Exact Decentralized Optimization via Explicit $\ell_1$ Consensus Penalties
Hong Wang
TL;DR
This work tackles decentralized consensus optimization under memory and communication constraints by reformulating the problem with an explicit $\ell_1$ penalty that enables exact consensus once a computable threshold is exceeded. It introduces a modular two-layer penalty-continuation framework, where an outer loop governs the penalty and an inner plug-and-play saddle-point solver (instantiated as DP$^2$G, a proximal-gradient variant) achieves consensus with fixed steps and minimal per-node memory. The authors prove global convergence via the Kurdyka-Łojasiewicz framework, vanishing disagreement, and linear rates under strong convexity, and validate the approach on distributed ridge, logistic, and elastic-net tasks across networks, showing favorable speed and communication efficiency relative to DGD-type methods and competitiveness with gradient-tracking. This penalty-based exactness approach offers a tracker-free yet accurate decentralized optimization paradigm with practical applicability to composite objectives and constrained settings.
Abstract
Consensus optimization enables autonomous agents to solve joint tasks through peer-to-peer exchanges alone.
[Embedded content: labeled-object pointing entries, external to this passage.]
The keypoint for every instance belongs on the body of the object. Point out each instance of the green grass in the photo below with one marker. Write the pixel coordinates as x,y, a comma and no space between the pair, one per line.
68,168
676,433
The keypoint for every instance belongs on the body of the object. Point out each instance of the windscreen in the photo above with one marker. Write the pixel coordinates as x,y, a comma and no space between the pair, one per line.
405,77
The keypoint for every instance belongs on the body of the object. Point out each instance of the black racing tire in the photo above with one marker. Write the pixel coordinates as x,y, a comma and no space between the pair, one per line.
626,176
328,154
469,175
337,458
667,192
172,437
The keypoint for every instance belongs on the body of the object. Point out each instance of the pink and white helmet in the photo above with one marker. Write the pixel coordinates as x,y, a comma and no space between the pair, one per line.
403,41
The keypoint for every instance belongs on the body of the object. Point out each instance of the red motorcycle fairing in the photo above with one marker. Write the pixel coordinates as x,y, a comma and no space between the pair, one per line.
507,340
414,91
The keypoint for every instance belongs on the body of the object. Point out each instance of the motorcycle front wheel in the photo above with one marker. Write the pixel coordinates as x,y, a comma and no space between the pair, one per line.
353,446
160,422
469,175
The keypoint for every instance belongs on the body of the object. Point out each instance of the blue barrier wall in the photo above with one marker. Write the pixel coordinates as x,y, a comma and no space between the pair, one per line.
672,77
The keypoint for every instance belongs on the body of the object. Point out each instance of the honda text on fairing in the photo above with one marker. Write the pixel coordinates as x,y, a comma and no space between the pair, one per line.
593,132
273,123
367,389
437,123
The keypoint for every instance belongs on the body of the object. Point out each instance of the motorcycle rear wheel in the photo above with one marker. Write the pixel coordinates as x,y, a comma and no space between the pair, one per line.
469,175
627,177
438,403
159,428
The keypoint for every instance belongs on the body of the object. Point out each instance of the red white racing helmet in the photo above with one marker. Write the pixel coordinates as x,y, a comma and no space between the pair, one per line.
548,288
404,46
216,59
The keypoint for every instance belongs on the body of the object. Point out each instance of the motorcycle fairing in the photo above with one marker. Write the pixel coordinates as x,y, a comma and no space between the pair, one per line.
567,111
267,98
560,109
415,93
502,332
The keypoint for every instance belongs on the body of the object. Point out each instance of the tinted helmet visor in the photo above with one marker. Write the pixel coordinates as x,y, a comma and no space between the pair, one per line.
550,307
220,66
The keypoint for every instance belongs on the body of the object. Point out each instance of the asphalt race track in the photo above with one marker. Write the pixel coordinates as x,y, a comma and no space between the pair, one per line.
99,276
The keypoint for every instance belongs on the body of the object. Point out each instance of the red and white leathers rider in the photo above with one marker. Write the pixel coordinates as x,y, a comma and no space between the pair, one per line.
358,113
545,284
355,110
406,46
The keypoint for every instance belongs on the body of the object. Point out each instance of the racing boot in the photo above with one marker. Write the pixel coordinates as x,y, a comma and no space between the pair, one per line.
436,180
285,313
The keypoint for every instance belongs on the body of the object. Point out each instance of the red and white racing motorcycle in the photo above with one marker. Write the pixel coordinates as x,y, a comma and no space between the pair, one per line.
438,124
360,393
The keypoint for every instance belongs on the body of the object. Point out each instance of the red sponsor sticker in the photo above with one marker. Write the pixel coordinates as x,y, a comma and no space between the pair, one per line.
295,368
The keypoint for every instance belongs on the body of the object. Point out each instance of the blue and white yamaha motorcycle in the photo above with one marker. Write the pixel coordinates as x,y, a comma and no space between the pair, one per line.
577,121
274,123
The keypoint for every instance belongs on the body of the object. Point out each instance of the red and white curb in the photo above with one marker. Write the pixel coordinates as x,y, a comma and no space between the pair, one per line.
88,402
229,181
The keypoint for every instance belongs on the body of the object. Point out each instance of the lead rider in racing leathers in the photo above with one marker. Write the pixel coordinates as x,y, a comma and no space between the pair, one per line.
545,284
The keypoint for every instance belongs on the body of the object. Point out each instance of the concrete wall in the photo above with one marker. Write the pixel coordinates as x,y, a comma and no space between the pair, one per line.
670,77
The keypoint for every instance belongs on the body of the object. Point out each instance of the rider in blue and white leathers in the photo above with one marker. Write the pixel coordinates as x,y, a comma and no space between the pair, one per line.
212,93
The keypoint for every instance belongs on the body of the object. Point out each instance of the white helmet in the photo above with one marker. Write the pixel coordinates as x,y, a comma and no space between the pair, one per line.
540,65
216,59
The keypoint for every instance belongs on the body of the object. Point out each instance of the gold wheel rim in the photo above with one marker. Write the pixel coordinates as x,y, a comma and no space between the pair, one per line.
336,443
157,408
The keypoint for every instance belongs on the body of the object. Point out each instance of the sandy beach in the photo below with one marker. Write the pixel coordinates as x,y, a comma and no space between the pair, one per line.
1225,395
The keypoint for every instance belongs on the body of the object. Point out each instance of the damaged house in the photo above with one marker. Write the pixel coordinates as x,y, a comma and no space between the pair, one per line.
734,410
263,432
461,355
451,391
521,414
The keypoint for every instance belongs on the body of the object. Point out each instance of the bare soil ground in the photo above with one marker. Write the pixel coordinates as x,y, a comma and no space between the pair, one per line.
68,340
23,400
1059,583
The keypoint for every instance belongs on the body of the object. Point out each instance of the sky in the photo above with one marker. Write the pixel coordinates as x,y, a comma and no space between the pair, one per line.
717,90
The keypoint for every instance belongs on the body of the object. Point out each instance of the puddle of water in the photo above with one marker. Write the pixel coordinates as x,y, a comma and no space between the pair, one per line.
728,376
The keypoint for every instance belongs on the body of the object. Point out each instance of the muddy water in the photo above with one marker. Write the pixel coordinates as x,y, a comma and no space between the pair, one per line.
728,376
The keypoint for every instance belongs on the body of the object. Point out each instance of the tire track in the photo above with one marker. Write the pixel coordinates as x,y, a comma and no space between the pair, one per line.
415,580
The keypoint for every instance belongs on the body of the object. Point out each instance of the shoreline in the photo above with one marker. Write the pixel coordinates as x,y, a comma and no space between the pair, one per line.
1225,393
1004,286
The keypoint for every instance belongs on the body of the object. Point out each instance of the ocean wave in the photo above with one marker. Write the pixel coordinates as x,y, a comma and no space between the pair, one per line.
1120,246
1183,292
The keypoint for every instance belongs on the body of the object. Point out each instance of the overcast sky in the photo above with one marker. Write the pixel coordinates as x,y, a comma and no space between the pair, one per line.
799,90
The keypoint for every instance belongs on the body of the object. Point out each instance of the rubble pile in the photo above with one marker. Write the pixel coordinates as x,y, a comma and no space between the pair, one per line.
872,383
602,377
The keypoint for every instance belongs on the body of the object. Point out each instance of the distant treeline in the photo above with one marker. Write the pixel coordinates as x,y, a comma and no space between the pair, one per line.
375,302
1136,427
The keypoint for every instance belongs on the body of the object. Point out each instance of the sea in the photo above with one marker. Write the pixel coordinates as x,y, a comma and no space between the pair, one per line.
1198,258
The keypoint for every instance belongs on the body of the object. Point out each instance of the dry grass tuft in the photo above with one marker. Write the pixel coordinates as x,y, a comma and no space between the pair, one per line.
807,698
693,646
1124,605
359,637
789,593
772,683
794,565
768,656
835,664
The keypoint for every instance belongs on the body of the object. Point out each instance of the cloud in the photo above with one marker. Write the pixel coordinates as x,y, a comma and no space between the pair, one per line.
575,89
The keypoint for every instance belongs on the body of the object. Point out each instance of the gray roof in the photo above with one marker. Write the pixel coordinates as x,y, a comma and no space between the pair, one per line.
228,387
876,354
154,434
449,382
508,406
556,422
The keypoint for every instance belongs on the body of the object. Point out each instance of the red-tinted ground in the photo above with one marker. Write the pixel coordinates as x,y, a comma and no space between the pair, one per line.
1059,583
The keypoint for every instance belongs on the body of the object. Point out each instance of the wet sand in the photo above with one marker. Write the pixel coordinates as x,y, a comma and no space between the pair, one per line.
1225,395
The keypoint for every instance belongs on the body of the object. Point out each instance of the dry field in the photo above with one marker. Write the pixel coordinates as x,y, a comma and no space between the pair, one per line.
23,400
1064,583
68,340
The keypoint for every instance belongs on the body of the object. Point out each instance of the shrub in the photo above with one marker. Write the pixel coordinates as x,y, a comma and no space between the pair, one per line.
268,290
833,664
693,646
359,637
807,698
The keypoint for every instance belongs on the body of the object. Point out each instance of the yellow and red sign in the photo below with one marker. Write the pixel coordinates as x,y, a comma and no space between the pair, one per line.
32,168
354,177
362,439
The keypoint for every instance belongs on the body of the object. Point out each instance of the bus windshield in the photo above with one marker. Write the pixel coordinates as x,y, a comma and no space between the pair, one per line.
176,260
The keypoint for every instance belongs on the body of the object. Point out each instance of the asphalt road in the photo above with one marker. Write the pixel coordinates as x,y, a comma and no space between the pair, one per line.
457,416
Classical decentralized gradient descent is appealing for its minimal state but fails to achieve exact consensus with fixed stepsizes unless additional trackers or dual variables are introduced. We revisit penalty methods and introduce a decentralized two-layer framework that couples an outer penalty-continuation loop with an inner plug-and-play saddle-point solver. Any primal-dual routine that satisfies simple stationarity and communication conditions can be used; when instantiated with a proximal-gradient solver, the framework yields the DP$^2$G algorithm, which reaches exact consensus with constant stepsizes, stores only one dual residual per agent, and requires exactly two short message exchanges per inner iteration. An explicit $\ell_1$ penalty enforces agreement and, once above a computable threshold, makes the penalized and constrained problems equivalent. Leveraging the Kurdyka-Łojasiewicz property, we prove global convergence, vanishing disagreement, and linear rates for strongly convex objectives under any admissible inner solver. Experiments on distributed least squares, logistic regression, and elastic-net tasks across various networks demonstrate that DP$^2$G outperforms DGD-type methods in both convergence speed and communication efficiency, is competitive with gradient-tracking approaches while using less memory, and naturally accommodates composite objectives.